After plunging 33 per cent between February 20 and March 20, the All Ordinaries has risen 14.2 per cent since then.

However, the 10 SA companies have fared much better in the past month, gaining 21.9 per cent. But the gains could be short lived with Australian stocks slipping this morning after an ABS survey showed nearly a quarter of Australian adults are working fewer hours due to the coronavirus pandemic.

Bendigo and Adelaide Bank was the only company in the SA top 10 list not to recover any market cap losses in the past month, losing a further $230 million from its market capitalisation since March 20. The bank’s share price fell from $10 on February 20 to $6.45 on March 20. At this morning’s open, Bendigo and Adelaide Bank shares were $5.92 with a market capitalisation of $3.13 billion.

Despite being the only top 10 listed SA company to go backwards in recent weeks, Bendigo and Adelaide Bank’s performance has been only marginally worse than that of Australia’s big four banks in the past month as the sector struggles through the crisis.

The bank’s share price fell further late last week after it announced on Thursday it was withdrawing its 2H20 financial outlook commentary due to the effects of COVID-19.

However, in its statement to the ASX it said its balance sheet remained strong and was also well positioned from a funding and liquidity perspective.
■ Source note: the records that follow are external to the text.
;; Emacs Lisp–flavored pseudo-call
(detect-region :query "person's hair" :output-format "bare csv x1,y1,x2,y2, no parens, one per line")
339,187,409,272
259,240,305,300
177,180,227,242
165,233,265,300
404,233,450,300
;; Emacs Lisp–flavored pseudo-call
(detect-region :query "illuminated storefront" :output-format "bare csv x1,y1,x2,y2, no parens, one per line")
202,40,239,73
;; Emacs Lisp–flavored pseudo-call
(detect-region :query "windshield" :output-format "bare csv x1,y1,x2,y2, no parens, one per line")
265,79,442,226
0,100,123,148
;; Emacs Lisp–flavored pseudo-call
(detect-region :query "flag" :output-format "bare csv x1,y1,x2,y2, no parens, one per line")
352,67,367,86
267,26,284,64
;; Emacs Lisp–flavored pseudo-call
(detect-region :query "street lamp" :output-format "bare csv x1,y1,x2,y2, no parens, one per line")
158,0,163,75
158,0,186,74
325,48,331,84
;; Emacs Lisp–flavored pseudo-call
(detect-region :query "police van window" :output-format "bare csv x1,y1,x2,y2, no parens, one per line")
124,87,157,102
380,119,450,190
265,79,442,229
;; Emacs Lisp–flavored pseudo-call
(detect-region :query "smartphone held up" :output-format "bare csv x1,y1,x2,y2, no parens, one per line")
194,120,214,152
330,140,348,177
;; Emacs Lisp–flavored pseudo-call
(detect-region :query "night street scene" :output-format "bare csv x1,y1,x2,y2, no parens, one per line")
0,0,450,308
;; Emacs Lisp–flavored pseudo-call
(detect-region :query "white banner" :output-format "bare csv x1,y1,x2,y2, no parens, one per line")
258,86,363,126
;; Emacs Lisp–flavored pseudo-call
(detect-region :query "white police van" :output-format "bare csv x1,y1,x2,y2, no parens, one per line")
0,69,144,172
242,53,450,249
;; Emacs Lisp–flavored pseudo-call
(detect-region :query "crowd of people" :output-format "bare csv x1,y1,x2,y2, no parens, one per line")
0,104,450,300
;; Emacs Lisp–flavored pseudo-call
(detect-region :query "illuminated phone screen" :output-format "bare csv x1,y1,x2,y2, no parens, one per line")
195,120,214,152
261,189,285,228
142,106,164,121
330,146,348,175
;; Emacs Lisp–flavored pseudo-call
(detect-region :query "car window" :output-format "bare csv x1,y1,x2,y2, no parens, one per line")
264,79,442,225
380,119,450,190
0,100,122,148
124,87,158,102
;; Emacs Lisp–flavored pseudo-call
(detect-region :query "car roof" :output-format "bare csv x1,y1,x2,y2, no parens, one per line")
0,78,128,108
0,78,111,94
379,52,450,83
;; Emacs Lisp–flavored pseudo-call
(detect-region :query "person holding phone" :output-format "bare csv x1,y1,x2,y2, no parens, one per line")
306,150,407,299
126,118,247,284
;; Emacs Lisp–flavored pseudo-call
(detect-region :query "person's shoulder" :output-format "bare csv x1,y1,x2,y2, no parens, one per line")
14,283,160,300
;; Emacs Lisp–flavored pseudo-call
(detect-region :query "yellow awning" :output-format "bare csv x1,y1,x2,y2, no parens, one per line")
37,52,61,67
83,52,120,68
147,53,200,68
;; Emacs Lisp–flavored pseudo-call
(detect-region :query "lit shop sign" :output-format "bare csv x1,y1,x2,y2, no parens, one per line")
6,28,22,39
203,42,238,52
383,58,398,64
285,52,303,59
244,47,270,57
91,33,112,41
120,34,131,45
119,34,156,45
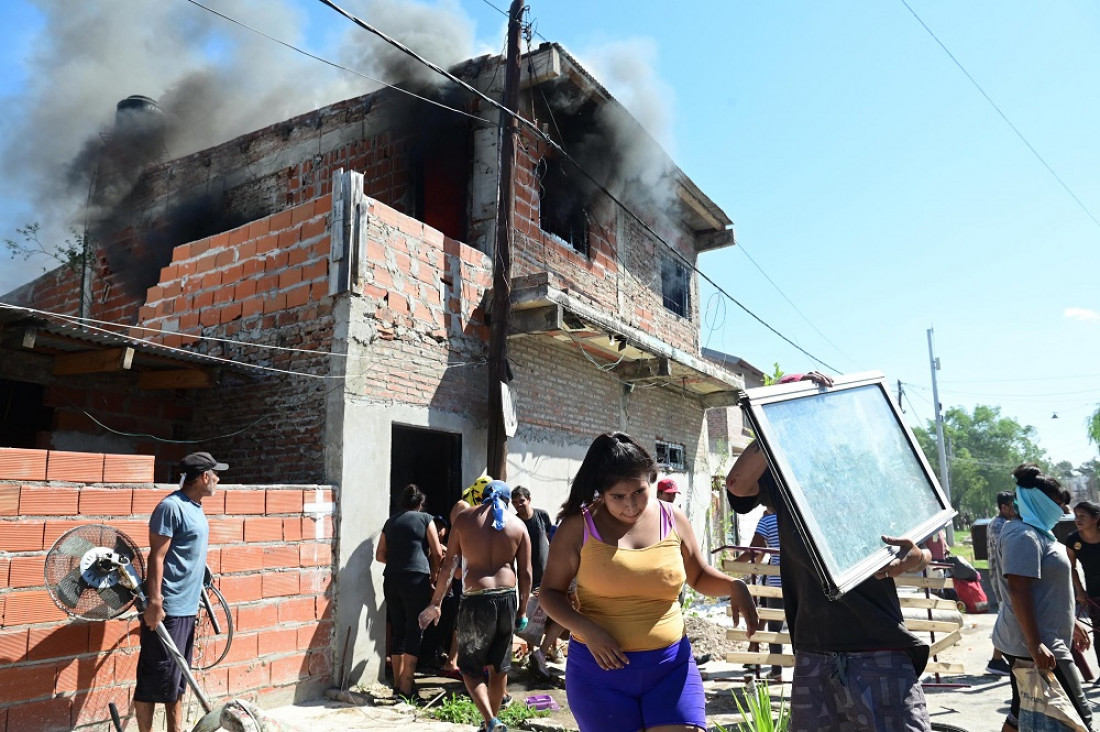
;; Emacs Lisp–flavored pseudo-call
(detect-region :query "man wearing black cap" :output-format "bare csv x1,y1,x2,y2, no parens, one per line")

“We are open for business and as an essential service, it is vital we provide our customers with the dedicated and necessary support they need. We have been actively engaging our customers to support them during this challenging period,” Bendigo and Adelaide Bank managing director Marnie Baker told the ASX.

“We will continue to collaborate closely with the wider banking industry, government, regulators and health authorities to help manage this unprecedented situation and to protect our customers, shareholders, communities and staff.

“As Australia’s fifth biggest retail bank and one of Australia’s most trusted brands, Bendigo and Adelaide Bank is in a very strong position to support customers, staff and communities throughout this pandemic and beyond. We’re here to help them through this.”